ヒカリはかつて、「あなたがいるから私は生きてゆける」とまで思っていた親友を失い、苦しむ。だが、苦しみの一つは、生前の親友に対するヒカリの思いが本当のものであったにもかかわらず、ヒカリは親友の死後も生きているという事実だった。ヒカリにとって生きることは苦痛であった。だからヒカリに与えられてきた「あなたの命はかかがえのない貴重なものだから、死んではいけない」や「あなたを愛している人が悲しむから死んではいけない」という「やさしい言葉」は、むしろヒカリを傷つけていた。


著者は述べる。

「やさしい言葉」は孤独な心が他者と交わることの不可能性を露わにした。そして他者への飢餓感を引き起こした。そして「生きる」ことがさらに苦痛であることを明らかにした。自分は他者に理解されない孤独な存在であること。その孤独は他者の理解を超えること。しかも、その孤独には、もう一つの感情、他者を求める心が異物として秘められていること。「やさしい言葉」はその苦痛を知らずして語られる。それゆえに孤独な心をさらに孤独にする。人と人の「隔たり」を露わにする。
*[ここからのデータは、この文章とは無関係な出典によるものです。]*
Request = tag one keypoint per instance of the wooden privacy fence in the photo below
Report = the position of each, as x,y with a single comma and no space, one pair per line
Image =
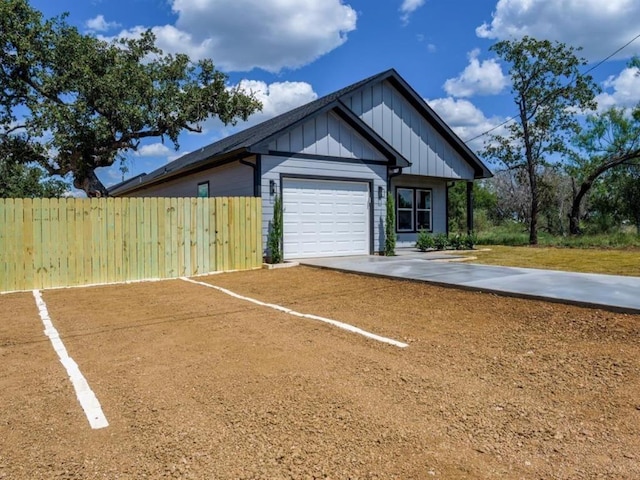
71,241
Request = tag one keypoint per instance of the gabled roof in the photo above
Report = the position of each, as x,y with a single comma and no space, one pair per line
254,139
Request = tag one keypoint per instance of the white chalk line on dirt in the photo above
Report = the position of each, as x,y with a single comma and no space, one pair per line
88,400
335,323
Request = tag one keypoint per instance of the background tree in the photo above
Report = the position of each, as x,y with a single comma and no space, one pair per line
485,204
548,88
86,102
609,140
20,180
(61ページ)


しかし言葉はまったく無力だというわけではない。人びとの間を「隔てる言葉」もあれば「つなぐ言葉」もある。となれば、両者の違いは何か。語彙選択か。統語構造か。修辞法か。何が隔絶された人の心に架橋するという不可能を可能にするのか。


ヒカリについて著者は語る。

まったく同じ言葉、記号、シンタックスで話しても、人を生かすか、死なせるか、を決定するものが背後で作動している。それは何か。「やさしい言葉」ではなくて、「やさしい人」だとヒカリは言う。それでは「やさしい人」とは誰か。その人が語る言葉は何か。その人はどのように不可能を可能にするのか。彼女はいったい何を語ったのか。 (63-64ページ)
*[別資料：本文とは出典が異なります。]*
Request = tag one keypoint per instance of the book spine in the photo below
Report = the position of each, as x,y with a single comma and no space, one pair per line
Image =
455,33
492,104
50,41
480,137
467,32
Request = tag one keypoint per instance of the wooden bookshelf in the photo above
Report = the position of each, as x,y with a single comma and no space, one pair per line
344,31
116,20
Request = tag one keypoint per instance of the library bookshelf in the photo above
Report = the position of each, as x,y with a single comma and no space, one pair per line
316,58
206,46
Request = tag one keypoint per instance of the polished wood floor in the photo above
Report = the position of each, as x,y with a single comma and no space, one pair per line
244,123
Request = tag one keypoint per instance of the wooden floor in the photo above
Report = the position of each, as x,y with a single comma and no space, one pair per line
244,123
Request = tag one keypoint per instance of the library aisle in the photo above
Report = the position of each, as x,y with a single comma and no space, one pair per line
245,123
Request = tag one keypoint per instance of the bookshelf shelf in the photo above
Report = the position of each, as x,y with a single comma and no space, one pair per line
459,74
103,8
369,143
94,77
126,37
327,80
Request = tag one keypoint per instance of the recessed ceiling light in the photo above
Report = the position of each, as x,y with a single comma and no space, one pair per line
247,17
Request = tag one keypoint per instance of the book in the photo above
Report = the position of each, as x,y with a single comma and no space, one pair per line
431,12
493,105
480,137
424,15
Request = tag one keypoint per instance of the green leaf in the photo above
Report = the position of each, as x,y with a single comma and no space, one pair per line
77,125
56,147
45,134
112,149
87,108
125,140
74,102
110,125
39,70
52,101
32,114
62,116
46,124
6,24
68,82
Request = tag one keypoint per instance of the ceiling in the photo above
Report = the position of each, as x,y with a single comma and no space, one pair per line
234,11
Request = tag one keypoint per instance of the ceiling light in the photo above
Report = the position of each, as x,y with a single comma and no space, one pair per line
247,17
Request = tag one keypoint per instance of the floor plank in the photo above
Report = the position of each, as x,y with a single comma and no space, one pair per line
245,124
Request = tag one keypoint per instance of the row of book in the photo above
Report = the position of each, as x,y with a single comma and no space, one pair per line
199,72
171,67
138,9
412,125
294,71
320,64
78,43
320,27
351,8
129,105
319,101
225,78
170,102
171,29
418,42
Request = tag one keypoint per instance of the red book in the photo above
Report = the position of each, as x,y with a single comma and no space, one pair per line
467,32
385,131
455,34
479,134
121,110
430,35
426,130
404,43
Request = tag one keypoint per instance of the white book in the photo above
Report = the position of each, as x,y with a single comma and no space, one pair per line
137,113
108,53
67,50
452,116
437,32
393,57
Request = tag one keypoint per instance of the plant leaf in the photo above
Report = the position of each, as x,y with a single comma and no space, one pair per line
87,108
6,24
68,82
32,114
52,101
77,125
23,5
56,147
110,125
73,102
ここで著者は空海の言語論である『声字実相義』をよすがに考えを深める。だがこの思考は、著者の思いを「著名な他者」の言葉によって飾り、そのことによって読者の心を遠ざけてしまう「引用文献的思考」(64ページ)ではない。また人びとの間で使われてきた言葉の生態を自分勝手に改造してしまう「操作主義的思考」(65ページ)でもない。著者は自らの空海理解の乏しさを第一に告白しながら自らの思いを文章にしてゆく。
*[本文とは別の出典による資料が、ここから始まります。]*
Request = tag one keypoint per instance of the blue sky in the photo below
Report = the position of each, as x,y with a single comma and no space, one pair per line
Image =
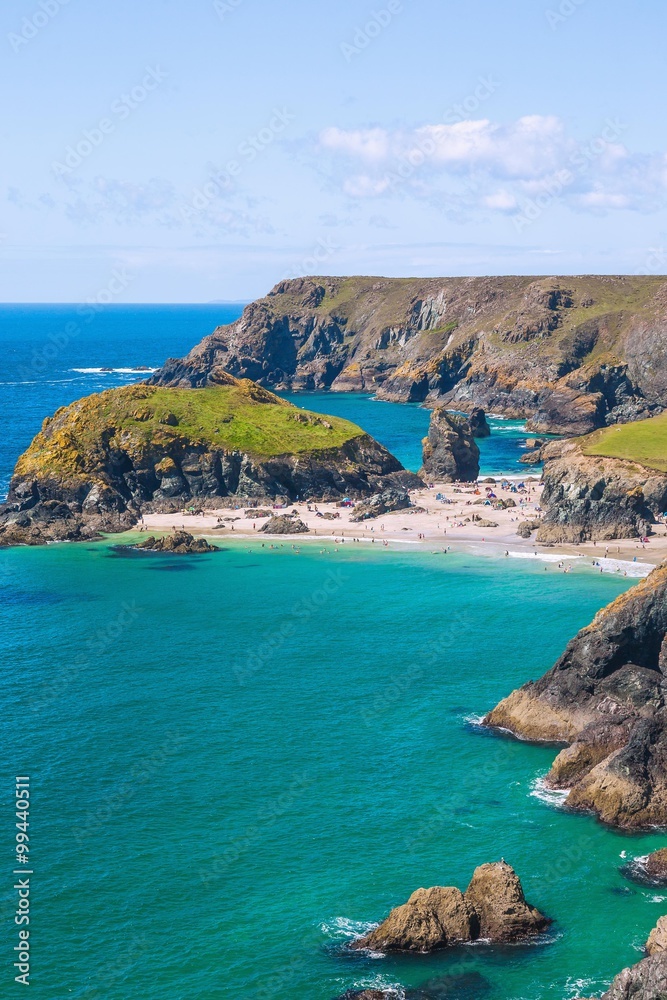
173,151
空海の『声字実相義』については、このブログでは『空海コレクション 2 (ちくま学芸文庫)』から引用することとする。(なおエンサイクロメディア空海では、 北尾克三郎氏による現代語訳を読むことができる)


空海は題名の『声字実相義』(しょうじじっそうぎ)の「声」「字」「実相」「義」を次のように解説(釈名)している。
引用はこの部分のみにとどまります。